Probabilistic Machine Learning

By: Chengyi (Jeff) Chen


Introduction

The purpose of these sets of notes is to connect ideas crossing the realms of frequentist, bayesian, probabilistic machine learning vernacular, e.g. how 1. frequentist maximum likelihood estimation is related to 2. partial bayesian maximum a posteriori and 3. full bayesian inference. I’m in no way an expert of the philosophical and practical differences between the the frequentist vs. bayesian perspective nor am I close to being good at mathematics – here’s just what I’ve gathered from my readings, subject to my own interpretation.

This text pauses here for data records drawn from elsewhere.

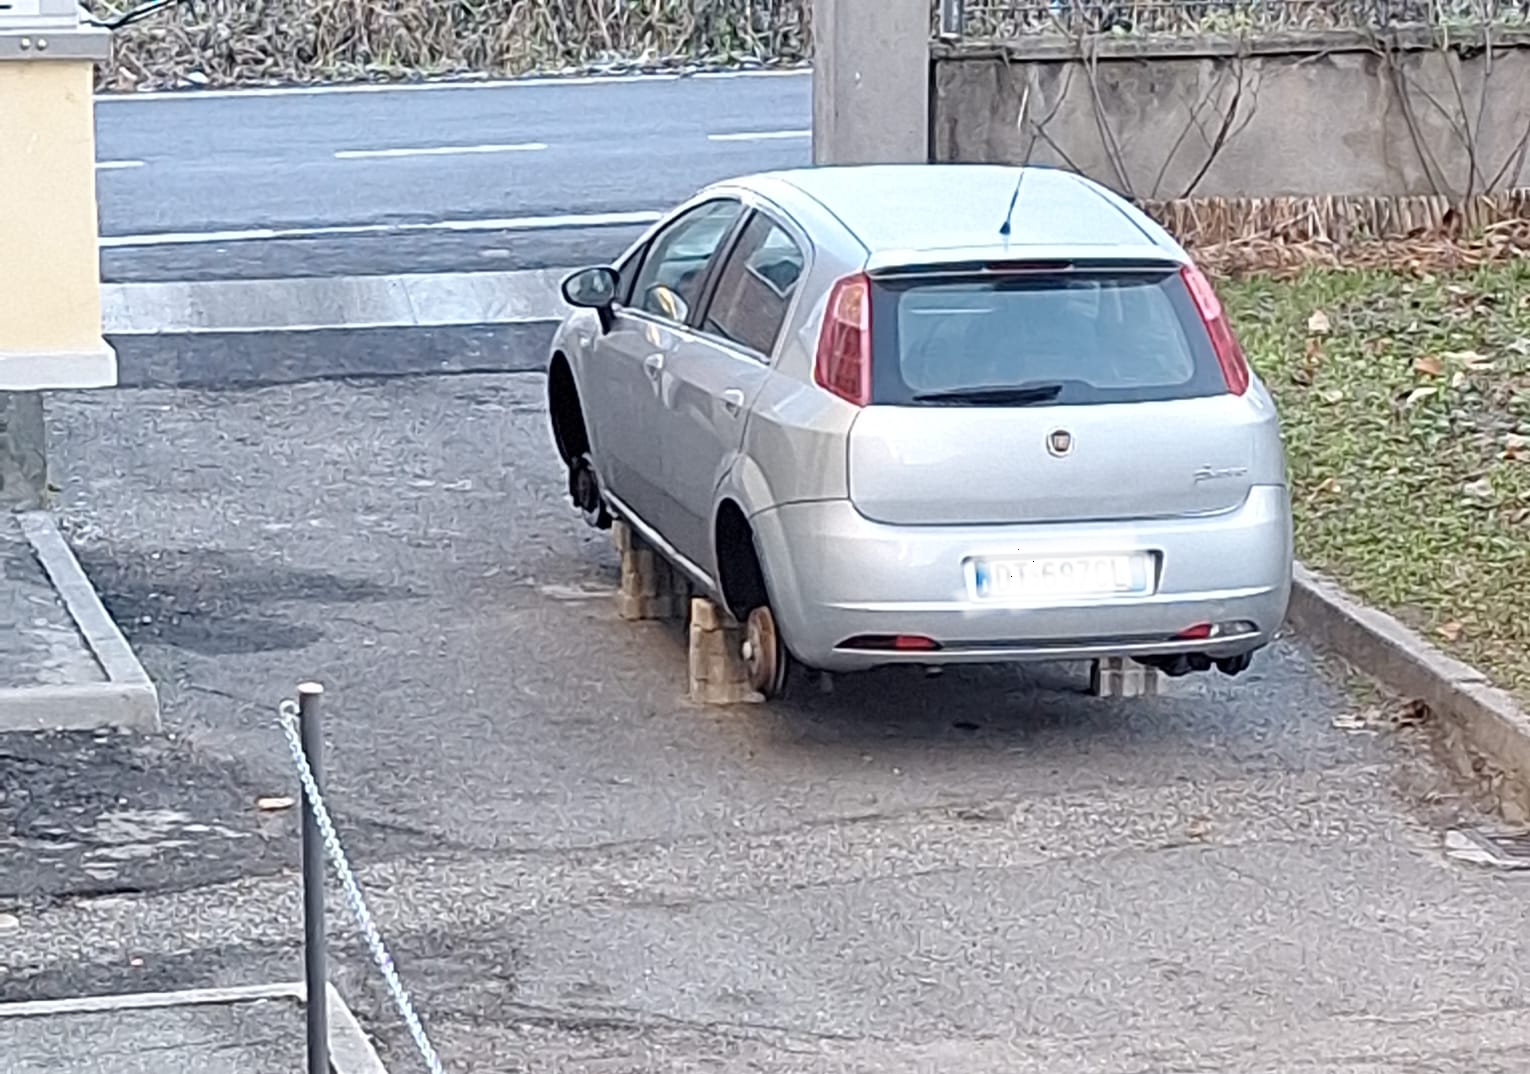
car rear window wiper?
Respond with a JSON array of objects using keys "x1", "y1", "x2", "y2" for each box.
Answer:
[{"x1": 910, "y1": 383, "x2": 1065, "y2": 406}]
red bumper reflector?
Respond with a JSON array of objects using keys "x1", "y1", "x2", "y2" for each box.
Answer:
[{"x1": 841, "y1": 634, "x2": 941, "y2": 652}]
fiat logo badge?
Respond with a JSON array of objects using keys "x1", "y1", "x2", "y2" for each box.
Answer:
[{"x1": 1047, "y1": 429, "x2": 1074, "y2": 457}]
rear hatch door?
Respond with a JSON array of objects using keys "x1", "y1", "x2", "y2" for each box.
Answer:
[{"x1": 847, "y1": 260, "x2": 1260, "y2": 526}]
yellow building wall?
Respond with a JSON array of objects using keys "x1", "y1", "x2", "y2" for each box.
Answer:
[{"x1": 0, "y1": 58, "x2": 110, "y2": 369}]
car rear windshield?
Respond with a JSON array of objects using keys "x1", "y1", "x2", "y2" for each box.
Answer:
[{"x1": 868, "y1": 268, "x2": 1227, "y2": 406}]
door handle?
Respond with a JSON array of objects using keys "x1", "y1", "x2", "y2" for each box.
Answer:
[
  {"x1": 721, "y1": 388, "x2": 745, "y2": 415},
  {"x1": 643, "y1": 354, "x2": 663, "y2": 381}
]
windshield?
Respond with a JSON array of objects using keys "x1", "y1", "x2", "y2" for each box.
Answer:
[{"x1": 868, "y1": 269, "x2": 1227, "y2": 406}]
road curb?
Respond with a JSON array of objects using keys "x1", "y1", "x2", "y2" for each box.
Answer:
[
  {"x1": 0, "y1": 512, "x2": 159, "y2": 734},
  {"x1": 1290, "y1": 562, "x2": 1530, "y2": 818}
]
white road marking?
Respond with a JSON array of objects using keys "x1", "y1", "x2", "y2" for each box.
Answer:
[
  {"x1": 96, "y1": 159, "x2": 146, "y2": 170},
  {"x1": 99, "y1": 209, "x2": 662, "y2": 249},
  {"x1": 334, "y1": 141, "x2": 547, "y2": 160},
  {"x1": 93, "y1": 67, "x2": 807, "y2": 104},
  {"x1": 101, "y1": 267, "x2": 571, "y2": 335},
  {"x1": 707, "y1": 128, "x2": 810, "y2": 142}
]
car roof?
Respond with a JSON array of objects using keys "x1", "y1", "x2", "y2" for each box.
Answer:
[{"x1": 738, "y1": 164, "x2": 1169, "y2": 256}]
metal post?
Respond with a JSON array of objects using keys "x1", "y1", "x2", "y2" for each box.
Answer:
[
  {"x1": 939, "y1": 0, "x2": 966, "y2": 38},
  {"x1": 298, "y1": 682, "x2": 328, "y2": 1074}
]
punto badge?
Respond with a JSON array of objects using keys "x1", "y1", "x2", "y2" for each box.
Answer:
[{"x1": 1047, "y1": 429, "x2": 1074, "y2": 457}]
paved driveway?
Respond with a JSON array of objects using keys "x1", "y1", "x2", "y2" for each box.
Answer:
[{"x1": 4, "y1": 374, "x2": 1526, "y2": 1072}]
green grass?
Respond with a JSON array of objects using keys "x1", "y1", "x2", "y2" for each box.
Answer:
[{"x1": 1220, "y1": 263, "x2": 1530, "y2": 703}]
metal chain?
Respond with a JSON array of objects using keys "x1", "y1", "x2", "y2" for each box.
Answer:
[{"x1": 278, "y1": 700, "x2": 446, "y2": 1074}]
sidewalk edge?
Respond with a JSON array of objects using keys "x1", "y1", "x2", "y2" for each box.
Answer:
[
  {"x1": 3, "y1": 511, "x2": 160, "y2": 733},
  {"x1": 1290, "y1": 562, "x2": 1530, "y2": 817},
  {"x1": 326, "y1": 982, "x2": 390, "y2": 1074},
  {"x1": 0, "y1": 981, "x2": 389, "y2": 1074}
]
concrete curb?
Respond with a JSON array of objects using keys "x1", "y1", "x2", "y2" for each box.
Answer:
[
  {"x1": 100, "y1": 267, "x2": 570, "y2": 335},
  {"x1": 0, "y1": 512, "x2": 160, "y2": 733},
  {"x1": 0, "y1": 981, "x2": 388, "y2": 1074},
  {"x1": 1290, "y1": 562, "x2": 1530, "y2": 817}
]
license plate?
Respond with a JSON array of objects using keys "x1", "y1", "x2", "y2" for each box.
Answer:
[{"x1": 970, "y1": 553, "x2": 1152, "y2": 601}]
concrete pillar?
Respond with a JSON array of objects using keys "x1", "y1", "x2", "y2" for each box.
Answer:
[
  {"x1": 811, "y1": 0, "x2": 931, "y2": 165},
  {"x1": 0, "y1": 7, "x2": 117, "y2": 507}
]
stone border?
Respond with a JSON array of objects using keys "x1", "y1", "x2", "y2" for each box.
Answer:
[
  {"x1": 0, "y1": 511, "x2": 159, "y2": 733},
  {"x1": 0, "y1": 981, "x2": 387, "y2": 1074},
  {"x1": 1290, "y1": 563, "x2": 1530, "y2": 818}
]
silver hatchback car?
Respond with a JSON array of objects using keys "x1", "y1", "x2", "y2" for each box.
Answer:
[{"x1": 547, "y1": 164, "x2": 1293, "y2": 698}]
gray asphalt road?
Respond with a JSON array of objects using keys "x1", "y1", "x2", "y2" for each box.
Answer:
[
  {"x1": 7, "y1": 374, "x2": 1527, "y2": 1072},
  {"x1": 95, "y1": 72, "x2": 811, "y2": 238}
]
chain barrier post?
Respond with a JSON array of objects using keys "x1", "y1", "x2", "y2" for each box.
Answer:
[
  {"x1": 297, "y1": 682, "x2": 329, "y2": 1074},
  {"x1": 278, "y1": 692, "x2": 447, "y2": 1074}
]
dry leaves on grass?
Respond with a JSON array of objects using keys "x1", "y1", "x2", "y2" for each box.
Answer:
[
  {"x1": 1333, "y1": 698, "x2": 1432, "y2": 732},
  {"x1": 1192, "y1": 218, "x2": 1530, "y2": 280}
]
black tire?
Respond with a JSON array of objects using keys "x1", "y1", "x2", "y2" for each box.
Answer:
[
  {"x1": 568, "y1": 452, "x2": 611, "y2": 530},
  {"x1": 1215, "y1": 651, "x2": 1254, "y2": 677}
]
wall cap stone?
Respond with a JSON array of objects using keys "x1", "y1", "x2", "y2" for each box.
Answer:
[{"x1": 933, "y1": 25, "x2": 1530, "y2": 63}]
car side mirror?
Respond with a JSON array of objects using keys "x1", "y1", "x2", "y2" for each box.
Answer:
[{"x1": 562, "y1": 266, "x2": 619, "y2": 332}]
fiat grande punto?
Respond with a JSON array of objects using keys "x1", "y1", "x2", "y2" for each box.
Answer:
[{"x1": 546, "y1": 164, "x2": 1293, "y2": 698}]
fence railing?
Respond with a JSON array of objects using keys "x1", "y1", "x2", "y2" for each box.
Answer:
[{"x1": 937, "y1": 0, "x2": 1530, "y2": 37}]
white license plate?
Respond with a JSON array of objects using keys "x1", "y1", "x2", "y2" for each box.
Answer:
[{"x1": 970, "y1": 553, "x2": 1153, "y2": 601}]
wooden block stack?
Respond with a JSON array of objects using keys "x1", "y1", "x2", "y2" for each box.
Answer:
[
  {"x1": 612, "y1": 520, "x2": 685, "y2": 621},
  {"x1": 1089, "y1": 657, "x2": 1165, "y2": 699},
  {"x1": 687, "y1": 597, "x2": 764, "y2": 706}
]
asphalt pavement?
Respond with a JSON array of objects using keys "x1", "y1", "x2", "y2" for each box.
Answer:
[
  {"x1": 6, "y1": 374, "x2": 1528, "y2": 1072},
  {"x1": 96, "y1": 72, "x2": 811, "y2": 388},
  {"x1": 97, "y1": 71, "x2": 810, "y2": 279}
]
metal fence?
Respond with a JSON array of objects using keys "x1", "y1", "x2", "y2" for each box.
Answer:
[{"x1": 937, "y1": 0, "x2": 1530, "y2": 37}]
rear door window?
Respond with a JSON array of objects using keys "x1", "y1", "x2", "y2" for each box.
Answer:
[
  {"x1": 700, "y1": 213, "x2": 806, "y2": 359},
  {"x1": 869, "y1": 269, "x2": 1226, "y2": 406}
]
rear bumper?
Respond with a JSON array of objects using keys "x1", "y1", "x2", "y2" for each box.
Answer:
[{"x1": 750, "y1": 487, "x2": 1293, "y2": 673}]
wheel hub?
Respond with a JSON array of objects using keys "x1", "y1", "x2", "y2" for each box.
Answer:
[{"x1": 742, "y1": 606, "x2": 780, "y2": 695}]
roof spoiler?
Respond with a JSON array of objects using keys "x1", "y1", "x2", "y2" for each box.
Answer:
[{"x1": 862, "y1": 244, "x2": 1184, "y2": 278}]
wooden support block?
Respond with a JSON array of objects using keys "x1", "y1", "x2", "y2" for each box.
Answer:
[
  {"x1": 614, "y1": 522, "x2": 683, "y2": 621},
  {"x1": 611, "y1": 518, "x2": 637, "y2": 553},
  {"x1": 1089, "y1": 657, "x2": 1165, "y2": 698},
  {"x1": 687, "y1": 596, "x2": 763, "y2": 705}
]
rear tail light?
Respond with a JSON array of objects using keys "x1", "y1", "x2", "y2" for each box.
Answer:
[
  {"x1": 1179, "y1": 263, "x2": 1251, "y2": 396},
  {"x1": 814, "y1": 273, "x2": 872, "y2": 406}
]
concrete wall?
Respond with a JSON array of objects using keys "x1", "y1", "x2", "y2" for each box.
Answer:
[
  {"x1": 811, "y1": 0, "x2": 930, "y2": 165},
  {"x1": 931, "y1": 31, "x2": 1530, "y2": 200},
  {"x1": 0, "y1": 393, "x2": 46, "y2": 510}
]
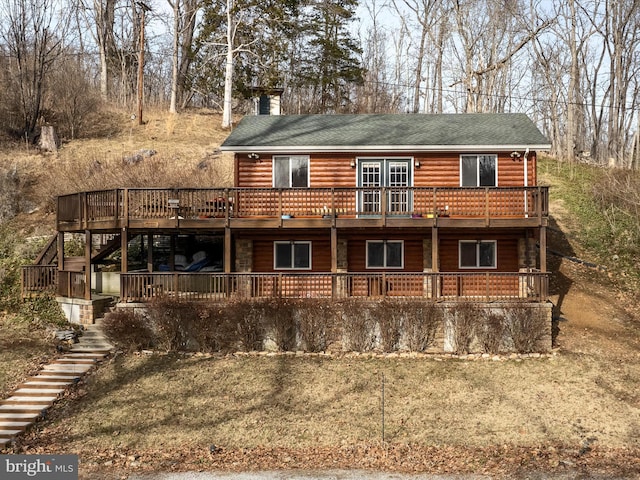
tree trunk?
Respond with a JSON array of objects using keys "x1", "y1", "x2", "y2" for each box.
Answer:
[
  {"x1": 221, "y1": 0, "x2": 234, "y2": 129},
  {"x1": 39, "y1": 125, "x2": 60, "y2": 152},
  {"x1": 169, "y1": 0, "x2": 179, "y2": 114}
]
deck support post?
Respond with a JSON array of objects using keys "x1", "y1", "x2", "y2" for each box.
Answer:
[
  {"x1": 330, "y1": 227, "x2": 337, "y2": 273},
  {"x1": 169, "y1": 235, "x2": 176, "y2": 271},
  {"x1": 57, "y1": 232, "x2": 65, "y2": 271},
  {"x1": 431, "y1": 227, "x2": 439, "y2": 272},
  {"x1": 146, "y1": 233, "x2": 153, "y2": 272},
  {"x1": 330, "y1": 227, "x2": 337, "y2": 299},
  {"x1": 539, "y1": 226, "x2": 547, "y2": 273},
  {"x1": 224, "y1": 227, "x2": 232, "y2": 273},
  {"x1": 84, "y1": 230, "x2": 92, "y2": 300},
  {"x1": 121, "y1": 228, "x2": 128, "y2": 273}
]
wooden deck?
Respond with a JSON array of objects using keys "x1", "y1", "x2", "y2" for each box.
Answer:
[{"x1": 56, "y1": 187, "x2": 549, "y2": 232}]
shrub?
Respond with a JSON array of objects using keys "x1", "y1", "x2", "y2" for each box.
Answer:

Throughout, I’ll be drawing ideas from computer programming as well, specifically notes on Uber’s Pyro PPL. Starting from first principles, we ask: “What are we even trying to do in machine learning?”


Setup

Before we distinguish between supervised, unsupervised, semi-supervised learning, here’s the general probabilistic machine learning setting:

We are given a matrix of observed training data \(\mathbf{X}_{\text{train}} = \{ \mathbf{x}_1, \mathbf{x}_2, \mathbf{x}_3, \ldots \mathbf{x}_N \}\) as independent samples generated from a true data distribution \(f(\mathcal{X})\), where \(\mathbf{x} \in \mathcal{X}\) (the set of observed data values).


Model

We specify a probabilistic model of the form:

(13)\[\begin{align} p(\mathcal{X}, \mathcal{Z} ; \Theta = \theta) \\ \end{align}\]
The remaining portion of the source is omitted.